Different microfinance institutions (MFIs) have different loan procedures. Most loans are provided with minimal collateral and limited guarantees. Repayment is driven more by social cohesion and the desire of borrowers to take additional loans to expand their businesses. Last year, FMFB’s default rate was less than one percent, meaning that the vast majority of the lenders pay back their loans. FMFB also has some other products, such as money exchange services, domestic and international transfers and current account services. In 2006, the Consultative Group to Assist the Poor (CGAP) awarded FMFB with the Financial Transparency Award for achieving the highest standards of financial disclosure.

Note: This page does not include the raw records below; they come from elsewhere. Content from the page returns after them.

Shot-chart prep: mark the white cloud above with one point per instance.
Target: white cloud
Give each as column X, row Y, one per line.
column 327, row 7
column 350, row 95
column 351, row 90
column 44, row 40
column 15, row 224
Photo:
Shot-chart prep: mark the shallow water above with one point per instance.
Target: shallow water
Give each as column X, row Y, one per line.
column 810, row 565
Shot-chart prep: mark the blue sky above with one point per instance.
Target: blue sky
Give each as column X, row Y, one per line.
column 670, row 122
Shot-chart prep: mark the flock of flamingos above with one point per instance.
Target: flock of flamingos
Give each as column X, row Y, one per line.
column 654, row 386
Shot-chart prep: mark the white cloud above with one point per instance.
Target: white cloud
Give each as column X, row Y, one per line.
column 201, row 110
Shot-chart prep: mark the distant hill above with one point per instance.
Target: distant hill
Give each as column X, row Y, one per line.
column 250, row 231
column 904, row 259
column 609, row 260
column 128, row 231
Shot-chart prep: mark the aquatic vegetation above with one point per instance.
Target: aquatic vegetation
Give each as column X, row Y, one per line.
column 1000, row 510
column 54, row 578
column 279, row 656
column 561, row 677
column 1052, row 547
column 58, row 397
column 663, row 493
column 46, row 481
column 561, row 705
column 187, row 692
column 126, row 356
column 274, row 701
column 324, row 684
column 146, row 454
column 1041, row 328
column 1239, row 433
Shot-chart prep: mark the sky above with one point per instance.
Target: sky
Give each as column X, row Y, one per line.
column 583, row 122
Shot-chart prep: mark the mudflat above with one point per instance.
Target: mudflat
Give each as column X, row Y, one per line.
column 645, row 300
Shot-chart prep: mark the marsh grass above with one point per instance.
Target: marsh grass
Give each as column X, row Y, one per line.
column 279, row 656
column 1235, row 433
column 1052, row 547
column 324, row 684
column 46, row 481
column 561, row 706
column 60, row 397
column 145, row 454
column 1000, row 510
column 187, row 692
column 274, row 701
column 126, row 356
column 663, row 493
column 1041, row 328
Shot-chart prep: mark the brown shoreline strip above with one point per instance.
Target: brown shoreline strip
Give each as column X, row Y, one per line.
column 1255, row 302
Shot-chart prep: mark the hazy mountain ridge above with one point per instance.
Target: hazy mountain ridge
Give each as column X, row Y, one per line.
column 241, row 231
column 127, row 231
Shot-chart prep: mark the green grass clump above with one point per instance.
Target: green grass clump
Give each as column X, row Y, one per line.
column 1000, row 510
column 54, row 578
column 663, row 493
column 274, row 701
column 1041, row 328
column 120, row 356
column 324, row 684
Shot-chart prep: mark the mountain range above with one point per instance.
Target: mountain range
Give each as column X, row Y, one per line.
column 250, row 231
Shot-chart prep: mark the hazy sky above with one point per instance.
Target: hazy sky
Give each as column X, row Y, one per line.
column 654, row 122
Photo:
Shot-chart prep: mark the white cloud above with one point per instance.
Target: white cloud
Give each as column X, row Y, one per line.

The Netherlands Development Finance Company (FMO) is the international development bank of the Netherlands. FMO invests risk capital in companies and financial institutions in developing countries. FMO’s investment portfolio is EUR 3.4 billion, making it is one of the largest bilateral development banks worldwide. Thanks in part to its relationship with the Dutch government, FMO is able to take risks which commercial financiers are not – or not yet – prepared to take. FMO’s mission: to create flourishing enterprises, which can serve as engines of sustainable growth in their countries.

Since its establishment in 2005, The Aga Khan Agency for Microfinance (AKAM) has brought together over 25 years of microfinance activities, programs and banks that were administered by sister agencies within the Aga Khan Development Network. The underlying objectives of the Agency are to reduce poverty, diminish the vulnerability of poor populations and alleviate economic and social exclusion. AKAM is a not-for-profit, non-denominational, international development agency created under Swiss law. Its headquarters are in Geneva, Switzerland. It is governed by an independent Board of Directors. The Chairman of the Board is His Highness the Aga Khan.